There has been a filed motion to dismiss, and it is worth very careful reading, in many respects seems to be quite devastating. Lindzen’s amicus brief is also worth reading. We must see what the counter arguments are.
But it is quite wrong to claim there has been a dismissal when it is obvious to everyone who looks that there simply has not been one. Anthony, you have got this one wrong. Man up to it and include a correction.

michel
March 23, 2018 1:58 am

http://www.bdlaw.com/news-2201.html
This is a good, clear explanation of the different strands in these cases. Its quite confusing until you understand the different jurisdictions and players.

prjindigo
March 23, 2018 5:19 am

There is nothing the IPCC produces that “proves” global whargarble climate whackadoodle. They do not have the mandate to do research as to whether it exists, they only produce “response” guidelines to an assumed global catastrophy which is just about as real as a fungal zombie apocalypse.
Maybe we should cross-genre that one and shoot anything that stumbles around mumbling “glooo ball waarrrmmm innnnng” in the head with buckshot and salt?

dennisambler
March 23, 2018 5:37 am

“Center for Biological Diversity climate scientist Shaye Wolf ”
As is usual in reports like this, she is not of course a climate scientist:
https://www.biologicaldiversity.org/about/staff/
“She graduated with a bachelor’s in biology from Yale University and received a doctorate in ecology and evolutionary biology and a master’s in ocean sciences from the University of California, Santa Cruz, where she examined the effects of ocean climate change on seabird populations.”
This is one well-funded organisation.

Joel Snider
March 23, 2018 8:05 am

Well, if they appeal, it goes to the 9th Circuit – which is by no stretch of the imagination even slightly concerned with facts or law.
Isn’t it ironic – it’s always the progressives that put their ideological sensibilities above law… and then they call it ‘principals.’

wws
Reply to  Joel Snider
March 23, 2018 8:31 am

very difficult to appeal a summary judgment, because the ruling will be that there was no evidence provided that would enable the case to proceed.
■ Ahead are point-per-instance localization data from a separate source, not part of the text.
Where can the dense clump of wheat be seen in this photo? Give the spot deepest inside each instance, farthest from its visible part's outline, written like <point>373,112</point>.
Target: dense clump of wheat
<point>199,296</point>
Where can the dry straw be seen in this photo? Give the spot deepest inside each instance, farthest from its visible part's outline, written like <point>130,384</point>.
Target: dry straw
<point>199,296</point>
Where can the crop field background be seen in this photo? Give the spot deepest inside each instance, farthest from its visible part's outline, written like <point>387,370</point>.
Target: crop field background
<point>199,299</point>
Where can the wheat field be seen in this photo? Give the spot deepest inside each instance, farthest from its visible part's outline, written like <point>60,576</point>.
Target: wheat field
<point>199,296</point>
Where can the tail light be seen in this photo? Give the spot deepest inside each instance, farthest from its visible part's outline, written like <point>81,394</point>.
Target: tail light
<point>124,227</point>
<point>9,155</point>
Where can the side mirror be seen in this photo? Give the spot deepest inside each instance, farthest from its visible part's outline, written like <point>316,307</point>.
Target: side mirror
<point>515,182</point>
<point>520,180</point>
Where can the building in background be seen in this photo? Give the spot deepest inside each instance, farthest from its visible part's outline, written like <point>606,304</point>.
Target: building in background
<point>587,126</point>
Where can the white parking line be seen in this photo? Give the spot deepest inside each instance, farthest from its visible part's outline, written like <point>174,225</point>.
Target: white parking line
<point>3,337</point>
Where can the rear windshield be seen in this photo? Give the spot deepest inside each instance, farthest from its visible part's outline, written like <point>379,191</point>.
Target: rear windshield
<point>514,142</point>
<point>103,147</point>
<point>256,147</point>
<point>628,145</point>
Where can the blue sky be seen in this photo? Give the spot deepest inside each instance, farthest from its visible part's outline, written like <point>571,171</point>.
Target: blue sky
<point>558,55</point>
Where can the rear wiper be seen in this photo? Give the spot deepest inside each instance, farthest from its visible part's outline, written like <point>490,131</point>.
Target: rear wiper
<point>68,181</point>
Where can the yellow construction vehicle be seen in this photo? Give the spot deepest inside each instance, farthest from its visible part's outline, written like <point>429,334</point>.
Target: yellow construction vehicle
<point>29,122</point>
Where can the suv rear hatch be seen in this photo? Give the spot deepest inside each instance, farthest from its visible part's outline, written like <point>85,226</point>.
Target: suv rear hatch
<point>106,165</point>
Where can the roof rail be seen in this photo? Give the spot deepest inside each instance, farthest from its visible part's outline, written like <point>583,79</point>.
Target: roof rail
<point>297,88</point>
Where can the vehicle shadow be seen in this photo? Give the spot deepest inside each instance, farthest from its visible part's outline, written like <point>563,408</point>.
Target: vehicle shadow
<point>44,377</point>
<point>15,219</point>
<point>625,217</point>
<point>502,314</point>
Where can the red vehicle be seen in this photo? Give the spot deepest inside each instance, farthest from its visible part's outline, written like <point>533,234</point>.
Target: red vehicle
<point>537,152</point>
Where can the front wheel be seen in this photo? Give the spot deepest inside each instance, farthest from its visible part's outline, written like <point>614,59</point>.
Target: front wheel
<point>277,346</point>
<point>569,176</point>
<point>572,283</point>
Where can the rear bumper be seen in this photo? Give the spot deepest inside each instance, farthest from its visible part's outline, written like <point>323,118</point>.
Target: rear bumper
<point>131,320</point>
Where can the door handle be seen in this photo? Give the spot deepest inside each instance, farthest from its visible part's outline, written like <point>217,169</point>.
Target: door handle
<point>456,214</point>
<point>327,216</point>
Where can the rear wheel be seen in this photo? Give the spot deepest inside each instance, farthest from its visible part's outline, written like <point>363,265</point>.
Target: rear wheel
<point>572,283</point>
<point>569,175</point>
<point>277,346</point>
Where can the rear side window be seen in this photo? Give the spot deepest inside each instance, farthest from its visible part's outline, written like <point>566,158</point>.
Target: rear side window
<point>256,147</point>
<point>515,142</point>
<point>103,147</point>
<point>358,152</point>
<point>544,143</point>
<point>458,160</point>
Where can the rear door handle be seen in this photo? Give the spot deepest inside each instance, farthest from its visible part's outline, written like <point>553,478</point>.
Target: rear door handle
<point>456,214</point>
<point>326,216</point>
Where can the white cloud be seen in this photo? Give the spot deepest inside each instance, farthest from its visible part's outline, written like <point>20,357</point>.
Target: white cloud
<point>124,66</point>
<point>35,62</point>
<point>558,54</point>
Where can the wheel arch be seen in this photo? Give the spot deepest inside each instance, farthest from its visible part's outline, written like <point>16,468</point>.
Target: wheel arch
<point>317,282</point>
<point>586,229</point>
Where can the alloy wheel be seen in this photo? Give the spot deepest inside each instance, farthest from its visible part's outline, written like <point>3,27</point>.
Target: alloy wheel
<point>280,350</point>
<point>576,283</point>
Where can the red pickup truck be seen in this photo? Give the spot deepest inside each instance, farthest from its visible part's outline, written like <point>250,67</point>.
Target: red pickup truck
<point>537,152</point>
To overrule the summary judgment, the appeals court would have to rule that sufficient evidence *was* provided. But it isn’t there, and even they won’t embarrass themselves by trying to claim that it is.

michel
Reply to  Joel Snider
March 23, 2018 8:37 am

There is nothing to appeal. There has been no ruling. This is fake news.
If you really think there has been a ruling, point to it.
The longer this thread goes on without a retraction, the more damaging it gets.

Bryan A
Reply to  michel
March 23, 2018 10:00 am

Then I would strongly urge you to cease posting to it lest it grow even longer

BillJ
March 23, 2018 1:26 pm

I’m disappointed that this post hasn’t been corrected since the case was clearly NOT dismissed.

Warren Blair
Reply to  BillJ
March 23, 2018 4:03 pm

Everyone knows the case before Judge Alsup has not been dismissed.
ExxonKnew (referred to in the headline of this post) is a different matter.
It is a tad confusing.

Steve
March 24, 2018 7:28 am

Claiming that Exxon should be using more current data to explain past business decisions seems a bit odd to me. Not that the current data has that much less uncertainty. It was a good move by their attorneys to cite the actual report detail and not the policy summaries.